What do the Stark County Treasurer’s and the Casey Anthony cases have in common? Both are about believing in the system of law and justice that we have in place. Alex Zumbar took the high road in stating that, even though the court’s judgment on his staying in the Treasurer’s job went against him, he believes in the system that decided it.
Many don’t trust the system that gave the final verdict in the Anthony case. (Ditto on Zumbar case too, from the reports I’ve read and the people I’ve talked to). But what we believe (or want to) isn’t really relevant here. No case can be decided by public opinion polls.

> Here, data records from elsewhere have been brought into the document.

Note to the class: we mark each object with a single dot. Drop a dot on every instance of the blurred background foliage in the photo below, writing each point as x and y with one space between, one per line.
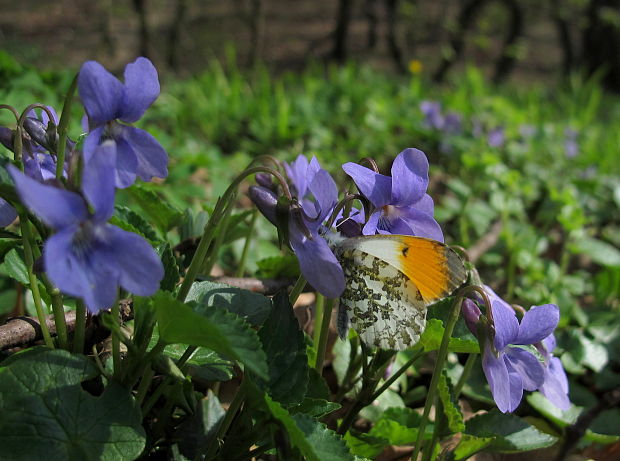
532 164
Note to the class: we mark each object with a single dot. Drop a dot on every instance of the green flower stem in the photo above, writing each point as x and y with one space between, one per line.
116 341
440 420
441 358
324 333
63 126
34 284
218 213
297 289
145 384
319 308
246 247
373 373
80 327
58 309
227 421
469 365
386 385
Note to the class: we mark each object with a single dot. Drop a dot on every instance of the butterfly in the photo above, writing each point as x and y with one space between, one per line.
390 281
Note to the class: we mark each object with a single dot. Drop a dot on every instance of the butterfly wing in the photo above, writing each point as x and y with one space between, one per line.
390 281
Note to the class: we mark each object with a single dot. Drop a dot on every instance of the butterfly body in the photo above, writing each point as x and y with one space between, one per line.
390 281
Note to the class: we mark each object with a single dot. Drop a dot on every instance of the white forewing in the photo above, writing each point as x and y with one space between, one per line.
381 303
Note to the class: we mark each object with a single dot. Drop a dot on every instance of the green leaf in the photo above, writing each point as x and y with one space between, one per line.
364 444
253 307
213 328
399 426
601 252
276 267
316 408
47 415
470 445
171 270
450 404
15 267
313 439
283 342
164 215
196 432
509 433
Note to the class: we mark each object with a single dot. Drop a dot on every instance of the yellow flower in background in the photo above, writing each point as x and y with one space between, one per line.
415 66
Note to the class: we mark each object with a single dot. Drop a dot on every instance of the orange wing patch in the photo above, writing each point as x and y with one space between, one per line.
431 265
434 267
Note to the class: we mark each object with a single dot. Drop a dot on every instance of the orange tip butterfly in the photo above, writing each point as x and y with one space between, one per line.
390 281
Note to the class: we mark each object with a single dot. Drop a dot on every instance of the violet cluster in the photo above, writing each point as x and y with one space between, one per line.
509 366
85 256
398 204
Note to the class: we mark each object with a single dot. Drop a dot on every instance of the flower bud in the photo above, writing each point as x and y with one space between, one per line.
266 201
471 314
6 137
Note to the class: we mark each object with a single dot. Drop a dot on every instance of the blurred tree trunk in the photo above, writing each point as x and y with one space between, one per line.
106 28
558 14
174 35
601 41
468 13
508 58
143 31
257 31
343 21
394 47
372 17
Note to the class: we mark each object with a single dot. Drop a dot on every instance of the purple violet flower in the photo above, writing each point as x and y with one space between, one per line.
555 385
107 100
7 213
87 257
401 203
317 195
510 369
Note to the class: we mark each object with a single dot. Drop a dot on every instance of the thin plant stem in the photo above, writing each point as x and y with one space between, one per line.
80 327
63 126
440 418
299 286
34 284
469 365
58 309
386 385
222 227
322 343
145 383
116 342
441 358
319 308
246 247
228 419
217 215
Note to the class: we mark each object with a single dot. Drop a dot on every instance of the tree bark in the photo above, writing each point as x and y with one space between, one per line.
507 60
394 47
343 21
174 35
468 13
601 42
143 28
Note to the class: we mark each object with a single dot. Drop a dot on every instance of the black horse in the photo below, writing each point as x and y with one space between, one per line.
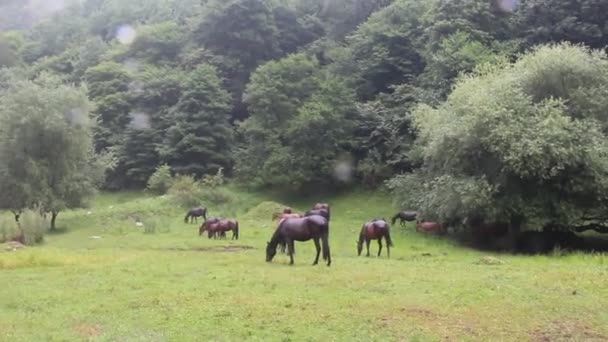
195 213
313 227
405 216
375 229
320 212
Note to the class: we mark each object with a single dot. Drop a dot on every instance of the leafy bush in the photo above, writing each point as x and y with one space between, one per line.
33 227
214 181
161 180
8 229
186 191
217 196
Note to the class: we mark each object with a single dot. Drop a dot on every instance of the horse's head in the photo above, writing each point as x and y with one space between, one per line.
359 247
270 252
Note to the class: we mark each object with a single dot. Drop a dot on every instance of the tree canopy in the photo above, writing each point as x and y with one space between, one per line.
286 93
522 142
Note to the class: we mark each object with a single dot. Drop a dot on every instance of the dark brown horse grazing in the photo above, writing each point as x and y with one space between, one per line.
375 229
195 213
430 227
404 216
217 228
313 227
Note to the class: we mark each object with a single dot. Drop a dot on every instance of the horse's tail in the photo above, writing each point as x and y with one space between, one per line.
325 241
394 219
389 241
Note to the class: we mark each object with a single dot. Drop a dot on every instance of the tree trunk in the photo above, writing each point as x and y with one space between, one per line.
53 218
17 215
514 228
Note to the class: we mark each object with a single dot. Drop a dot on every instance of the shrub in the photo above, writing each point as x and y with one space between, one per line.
8 229
214 181
33 227
161 180
216 196
186 191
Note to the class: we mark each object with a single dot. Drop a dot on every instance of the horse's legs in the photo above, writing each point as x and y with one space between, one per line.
290 250
318 247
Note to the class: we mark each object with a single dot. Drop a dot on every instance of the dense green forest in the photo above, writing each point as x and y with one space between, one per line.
493 109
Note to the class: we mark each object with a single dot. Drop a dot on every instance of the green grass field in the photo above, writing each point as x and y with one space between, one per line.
102 278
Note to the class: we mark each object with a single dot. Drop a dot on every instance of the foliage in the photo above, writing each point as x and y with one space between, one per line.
354 68
577 21
199 140
186 191
508 139
299 117
46 146
33 226
214 181
161 180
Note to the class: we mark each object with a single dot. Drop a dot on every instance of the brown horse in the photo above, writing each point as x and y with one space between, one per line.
218 227
313 227
430 227
375 229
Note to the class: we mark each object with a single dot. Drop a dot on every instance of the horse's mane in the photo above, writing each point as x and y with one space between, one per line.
276 236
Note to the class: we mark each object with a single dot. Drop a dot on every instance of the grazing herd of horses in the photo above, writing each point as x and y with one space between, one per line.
312 225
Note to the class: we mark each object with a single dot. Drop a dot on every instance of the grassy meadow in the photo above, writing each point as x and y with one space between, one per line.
102 278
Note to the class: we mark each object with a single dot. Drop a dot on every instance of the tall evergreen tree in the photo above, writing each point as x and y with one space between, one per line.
199 141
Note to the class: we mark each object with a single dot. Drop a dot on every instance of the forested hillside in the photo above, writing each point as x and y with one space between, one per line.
466 106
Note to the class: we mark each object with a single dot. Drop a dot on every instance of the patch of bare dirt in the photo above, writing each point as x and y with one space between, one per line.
14 245
420 313
566 331
230 248
87 330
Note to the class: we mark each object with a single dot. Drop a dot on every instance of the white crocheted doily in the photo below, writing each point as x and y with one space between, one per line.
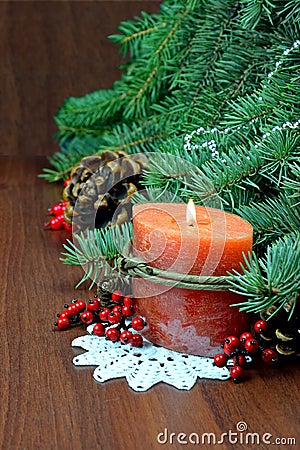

We weren’t in that courtroom listening to the arguments and evidence presented. Too often the media and the public come down in a different place than those actually involved precisely because they weren’t there, they don’t have all the facts, they allow “spin,” surface stuff and emotion to affect what they believe.
This is like those who want to live in a just world where wrongdoing and evil people are punished, but they don’t want God to be a just Judge. I know because I hear this as one of the big criticisms people use to attack Christianity and God: “How can you serve a God who condones so much killing in the Old Testament?”
Do you mean the times God told Israel to “totally destroy” (ten times just in Joshua 10) those nations who sacrificed their children to their gods, who ripped open pregnant women, and crushed the skulls of the infants of the peoples they conquered, who engaged in sexually depraved worship, who were into sorcery, witchcraft and the like (see Deuteronomy 18:9-13; 20:17-18; Psalm 137:8-9; Amos 1:13)? That’s the kind of folks God told Israel to “totally destroy.”
We either believe in our system of justice and a God who always punishes wrong fairly and eventually (Psalm 9:16), or we can live in a world without them--a dark, dangerous, chaotic and unjust place. We can’t have it both ways.